Most voice AI still adds too much lag. Even a few hundred milliseconds of delay can make an AI voice sound robotic or hard to interrupt. That’s why we’ve brought Deepgram’s Flux model directly into the Telnyx global network. This allows developers to run conversational speech recognition at the edge, right next to our telephony infrastructure.
Flux is the first Conversational Speech Recognition (CSR) model designed for real-time voice agents. It understands conversation flow. Flux can also tell when a speaker has finished, when they’ve interrupted, and when it’s time for the AI to respond.
That means smoother interactions, faster responses, and more natural, human-like conversations.
Flux is now self-hosted within Telnyx’s global Points of Presence (PoPs), colocated with our telephony and GPU inference layers. Your audio never leaves our private backbone; it's processed, transcribed, and responded to in the same data center.
This architecture removes the multiple network hops that add latency in public cloud setups.
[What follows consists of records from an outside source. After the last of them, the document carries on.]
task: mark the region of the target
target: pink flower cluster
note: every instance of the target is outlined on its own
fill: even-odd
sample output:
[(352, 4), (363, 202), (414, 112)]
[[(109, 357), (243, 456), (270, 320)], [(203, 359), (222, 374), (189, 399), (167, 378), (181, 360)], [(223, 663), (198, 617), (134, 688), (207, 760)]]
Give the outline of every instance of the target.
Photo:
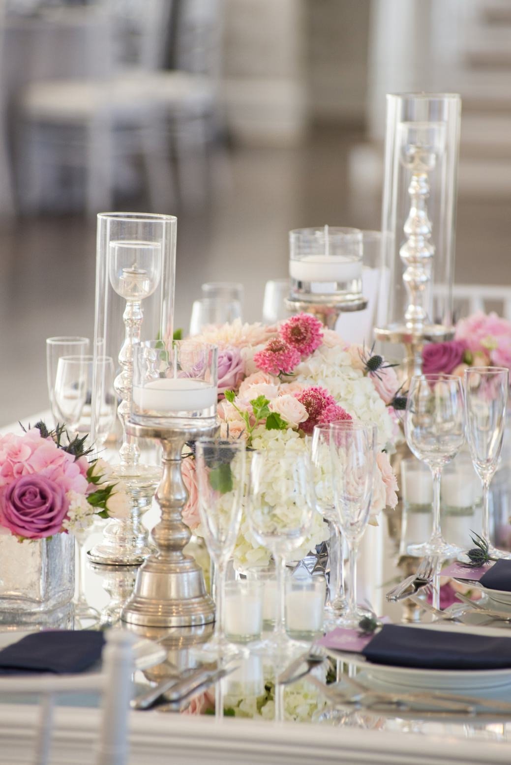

This allows us to have a sub-second round-trip time from a user’s speech to the AI’s spoken response.
Natural conversation flow: Flux detects end-of-turns in ~260 ms, enabling true barge-in and instant agent response.
Lower latency: Hosting Flux within Telnyx PoPs cuts 100–300 ms compared to cloud-based deployments.
Simpler pipeline: One integrated model for speech recognition and turn-detection, eliminating the need for separate VAD or endpoint logic.
Predictable performance: Everything runs on the Telnyx private backbone, eliminating jitter and cross-cloud delays.
Flux is now available in AI Assistants, both through the Mission Control Portal and the Telnyx AI Assistants API.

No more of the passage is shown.